Anyway, my suggestion is to make asterisk more multithreaded in the near future - because all new servers are at least quad core, and it would increase the number of simultanous lines asterisk can handle a lot, as far as I understand it.

Peter :smile:

Use core show threads to find out what each thread is doing.

Yes, right “core show threads” shows them, but I don’t see any reference to meetme and also not to the PID’s shown in top/htop - so it is difficult to know which thread is what compared to what top/htop is showing:

0xb4027b90 netconsole started at [1088] asterisk.c listener()
0xb7044b90 ast_make_file_from_fd started at [161] tcptls.c ast_tcptls_server_root()
0xb7080b90 monitor_sig_flags started at [3483] asterisk.c main()
0xb72e3b90 iax2_process_thread started at [10395] chan_iax2.c start_network_thread()
0xb70c7b90 network_thread started at [10406] chan_iax2.c start_network_thread()
0xb7103b90 sched_thread started at [10405] chan_iax2.c start_network_thread()
0xb713fb90 iax2_process_thread started at [10395] chan_iax2.c start_network_thread()
0xb717bb90 iax2_process_thread started at [10395] chan_iax2.c start_network_thread()
0xb71b7b90 iax2_process_thread started at [10395] chan_iax2.c start_network_thread()
0xb72a7b90 iax2_process_thread started at [10395] chan_iax2.c start_network_thread()
0xb731fb90 iax2_process_thread started at [10395] chan_iax2.c start_network_thread()
0xb726bb90 iax2_process_thread started at [10395] chan_iax2.c start_network_thread()
0xb735bb90 iax2_process_thread started at [10395] chan_iax2.c start_network_thread()
0xb722fb90 iax2_process_thread started at [10395] chan_iax2.c start_network_thread()
0xb71f3b90 iax2_process_thread started at [10395] chan_iax2.c start_network_thread()
0xb7397b90 do_monitor started at [8419] chan_dahdi.c restart_monitor()
0xb73d3b90 do_monitor started at [3515] chan_mgcp.c restart_monitor()
0xb7487b90 network_thread started at [2233] pbx_dundi.c start_network_thread()
0xb744bb90 process_precache started at [2234] pbx_dundi.c start_network_thread()
0xb740fb90 process_clearcache started at [2235] pbx_dundi.c start_network_thread()
0xb74c3b90 do_monitor started at [19560] chan_sip.c restart_monitor()
0xb74ffb90 do_monitor started at [4601] chan_unistim.c restart_monitor()
0xb7c4bb90 device_state_thread started at [6869] app_queue.c load_module()
0xb764ab90 scan_thread started at [525] pbx_spool.c load_module()
0xb7686b90 do_monitor started at [2763] chan_ooh323.c restart_monitor()
0xb76c2b90 ooh323c_stack_thread started at [44] ooh323cDriver.c ooh323c_start_stack_thread()
0xb76ffb90 do_monitor started at [1145] chan_phone.c restart_monitor()
0xb7c87b90 do_monitor started at [5803] chan_skinny.c restart_monitor()
0xb7cc3b90 accept_thread started at [6036] chan_skinny.c reload_config()
0xb7cffb90 do_parking_thread started at [4059] features.c ast_features_init()
0xb7e41b90 device_state_thread started at [8361] pbx.c load_pbx()
0xb7e7db90 do_devstate_changes started at [532] devicestate.c ast_device_state_engine_init()
0xb7eb9b90 desc->accept_fn started at [346] tcptls.c ast_tcptls_server_start()
0xb7ef5b90 logger_thread started at [928] logger.c init_logger()
0xb7f31b90 listener started at [1144] asterisk.c ast_makesocket()
0xb7f6db90 ast_event_dispatcher started at [818] event.c ast_event_init()
36 threads listed.

That’s not very useful.

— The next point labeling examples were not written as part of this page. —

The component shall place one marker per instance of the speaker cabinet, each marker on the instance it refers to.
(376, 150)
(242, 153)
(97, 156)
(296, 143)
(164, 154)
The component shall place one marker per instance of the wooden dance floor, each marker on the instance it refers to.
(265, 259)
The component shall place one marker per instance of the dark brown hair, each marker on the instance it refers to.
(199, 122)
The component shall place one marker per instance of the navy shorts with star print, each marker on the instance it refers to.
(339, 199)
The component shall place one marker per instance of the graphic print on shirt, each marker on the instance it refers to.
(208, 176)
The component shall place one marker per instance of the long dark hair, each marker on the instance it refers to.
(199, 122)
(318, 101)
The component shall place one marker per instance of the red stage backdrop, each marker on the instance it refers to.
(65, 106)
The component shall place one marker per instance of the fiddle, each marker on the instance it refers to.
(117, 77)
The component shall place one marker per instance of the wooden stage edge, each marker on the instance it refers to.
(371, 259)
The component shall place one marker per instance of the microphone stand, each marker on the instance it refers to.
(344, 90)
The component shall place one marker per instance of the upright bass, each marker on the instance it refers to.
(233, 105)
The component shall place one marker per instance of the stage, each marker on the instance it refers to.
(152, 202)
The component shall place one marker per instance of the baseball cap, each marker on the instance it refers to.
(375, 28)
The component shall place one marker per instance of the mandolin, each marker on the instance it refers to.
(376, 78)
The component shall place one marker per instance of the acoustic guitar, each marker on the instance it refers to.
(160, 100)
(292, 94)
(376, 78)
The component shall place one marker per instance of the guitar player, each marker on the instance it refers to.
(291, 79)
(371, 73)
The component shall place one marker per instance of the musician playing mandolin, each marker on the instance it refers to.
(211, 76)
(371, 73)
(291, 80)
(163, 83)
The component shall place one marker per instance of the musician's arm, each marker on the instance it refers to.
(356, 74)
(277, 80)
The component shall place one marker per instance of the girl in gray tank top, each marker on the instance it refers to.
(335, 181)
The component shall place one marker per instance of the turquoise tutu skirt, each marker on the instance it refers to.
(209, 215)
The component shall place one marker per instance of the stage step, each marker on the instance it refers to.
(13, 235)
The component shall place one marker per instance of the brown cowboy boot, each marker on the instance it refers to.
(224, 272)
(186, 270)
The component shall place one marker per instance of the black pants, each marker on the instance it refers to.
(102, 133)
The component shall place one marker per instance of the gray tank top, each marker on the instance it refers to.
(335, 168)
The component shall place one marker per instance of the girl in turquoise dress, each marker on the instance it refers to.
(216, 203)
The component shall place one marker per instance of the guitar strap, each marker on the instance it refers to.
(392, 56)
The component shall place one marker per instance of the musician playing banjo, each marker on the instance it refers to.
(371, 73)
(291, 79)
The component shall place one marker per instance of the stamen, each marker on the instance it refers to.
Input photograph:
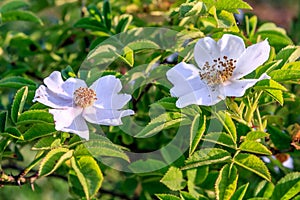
(219, 72)
(84, 97)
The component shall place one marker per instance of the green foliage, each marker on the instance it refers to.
(173, 179)
(220, 152)
(227, 182)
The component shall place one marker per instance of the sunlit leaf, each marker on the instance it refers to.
(207, 156)
(254, 147)
(86, 176)
(13, 5)
(167, 197)
(253, 164)
(287, 187)
(197, 130)
(226, 183)
(18, 103)
(220, 138)
(54, 159)
(20, 15)
(173, 179)
(240, 192)
(35, 116)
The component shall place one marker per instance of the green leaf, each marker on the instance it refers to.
(88, 173)
(231, 5)
(173, 179)
(127, 57)
(46, 143)
(102, 147)
(3, 118)
(220, 139)
(187, 196)
(191, 9)
(142, 45)
(162, 122)
(123, 23)
(20, 15)
(253, 164)
(90, 23)
(255, 135)
(277, 95)
(264, 189)
(281, 140)
(18, 103)
(292, 66)
(35, 116)
(17, 83)
(254, 147)
(288, 54)
(226, 182)
(285, 74)
(167, 197)
(54, 159)
(197, 175)
(207, 156)
(240, 192)
(269, 84)
(287, 187)
(39, 130)
(169, 103)
(14, 133)
(107, 14)
(276, 36)
(13, 5)
(197, 129)
(228, 124)
(94, 12)
(148, 165)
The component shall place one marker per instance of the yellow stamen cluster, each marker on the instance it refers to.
(220, 71)
(84, 97)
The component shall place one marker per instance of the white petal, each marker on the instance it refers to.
(253, 57)
(237, 88)
(205, 96)
(105, 116)
(70, 120)
(65, 89)
(231, 46)
(64, 117)
(54, 82)
(206, 50)
(107, 89)
(51, 99)
(185, 78)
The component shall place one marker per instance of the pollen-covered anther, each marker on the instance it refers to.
(84, 97)
(219, 72)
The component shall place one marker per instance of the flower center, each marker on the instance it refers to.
(219, 72)
(84, 97)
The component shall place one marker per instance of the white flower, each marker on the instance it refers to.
(220, 66)
(74, 103)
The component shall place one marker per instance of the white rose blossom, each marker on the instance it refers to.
(74, 103)
(220, 66)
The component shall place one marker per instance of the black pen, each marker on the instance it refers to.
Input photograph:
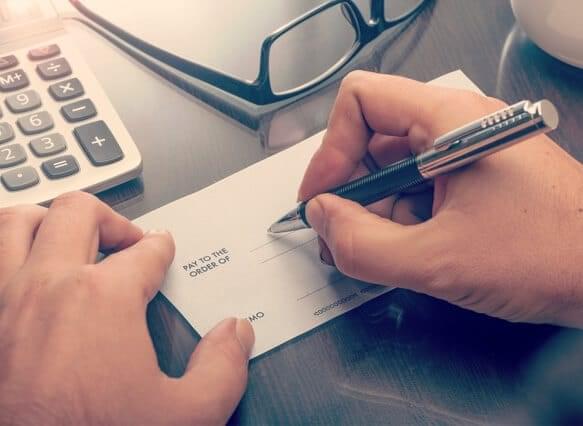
(454, 149)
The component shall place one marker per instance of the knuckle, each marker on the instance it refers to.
(353, 80)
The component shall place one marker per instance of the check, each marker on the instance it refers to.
(227, 264)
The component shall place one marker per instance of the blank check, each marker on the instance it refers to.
(227, 264)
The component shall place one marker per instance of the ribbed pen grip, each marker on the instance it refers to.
(374, 187)
(388, 181)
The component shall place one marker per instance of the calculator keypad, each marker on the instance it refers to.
(13, 80)
(23, 102)
(66, 90)
(48, 145)
(6, 133)
(36, 123)
(8, 61)
(54, 69)
(11, 155)
(60, 167)
(28, 129)
(98, 143)
(21, 178)
(79, 111)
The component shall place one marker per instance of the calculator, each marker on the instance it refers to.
(58, 130)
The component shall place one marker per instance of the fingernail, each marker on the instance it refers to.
(245, 335)
(154, 232)
(240, 329)
(315, 214)
(325, 255)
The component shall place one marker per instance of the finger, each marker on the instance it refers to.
(216, 376)
(411, 209)
(76, 225)
(142, 266)
(370, 248)
(391, 105)
(18, 226)
(388, 149)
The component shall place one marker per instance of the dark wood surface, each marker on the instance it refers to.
(401, 359)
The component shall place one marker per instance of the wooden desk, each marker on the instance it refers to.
(404, 358)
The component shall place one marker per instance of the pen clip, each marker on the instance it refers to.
(445, 141)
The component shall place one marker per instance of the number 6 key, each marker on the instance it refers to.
(35, 123)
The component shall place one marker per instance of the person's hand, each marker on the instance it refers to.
(503, 236)
(74, 344)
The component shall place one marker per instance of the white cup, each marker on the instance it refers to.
(556, 26)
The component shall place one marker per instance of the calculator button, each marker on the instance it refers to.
(98, 143)
(60, 167)
(35, 123)
(22, 102)
(44, 52)
(67, 89)
(18, 179)
(79, 111)
(8, 62)
(56, 68)
(48, 145)
(6, 133)
(13, 80)
(11, 155)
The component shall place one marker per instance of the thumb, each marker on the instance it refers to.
(216, 376)
(368, 247)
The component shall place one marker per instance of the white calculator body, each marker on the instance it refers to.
(58, 130)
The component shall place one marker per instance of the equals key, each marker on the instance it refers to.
(79, 111)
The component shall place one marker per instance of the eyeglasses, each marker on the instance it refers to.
(329, 37)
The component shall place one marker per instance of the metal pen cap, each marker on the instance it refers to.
(487, 135)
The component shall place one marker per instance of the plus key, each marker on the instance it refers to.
(98, 143)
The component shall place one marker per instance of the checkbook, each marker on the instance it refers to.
(227, 265)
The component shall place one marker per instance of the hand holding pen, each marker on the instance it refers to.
(492, 242)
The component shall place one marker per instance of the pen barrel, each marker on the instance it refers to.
(388, 181)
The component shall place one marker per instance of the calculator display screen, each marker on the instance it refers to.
(21, 18)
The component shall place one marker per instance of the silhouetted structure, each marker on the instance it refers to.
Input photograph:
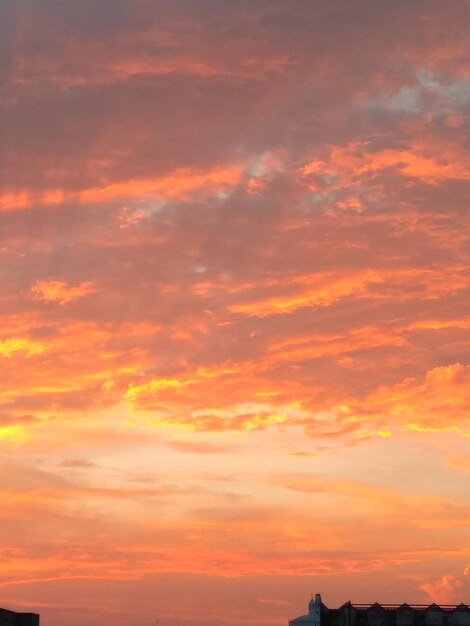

However, it does suggest that there might not be a thread that owns a conference.

The code is too complex for me to work out what actually happens without a personal need to know.

The numbers may be the same ones that gdb uses, so it might be possible to get a gdb threads listing and correlate that to the core show threads and top output.

I found the answer myself, actually trixbox/asterisk spilts fine over all 8 cpus just with a standard installation.

The problem I saw with top was not real, when using the thread option (H) I can see that no thread ever comes over 15% CPU. The reading I had with top showing an asterisk process using 77% CPU, is a sum of the underlaying threads which is spread over several CPU’s.

Using htop, the graphs for the 8 CPU’s shows the same, the CPU with the highest load with an asterisk thread, never goes over 15% CPU.

But a problem with htop is that there seems to be no way to distinguish between processes and threads, that makes its listing of processes and threads a little confusing.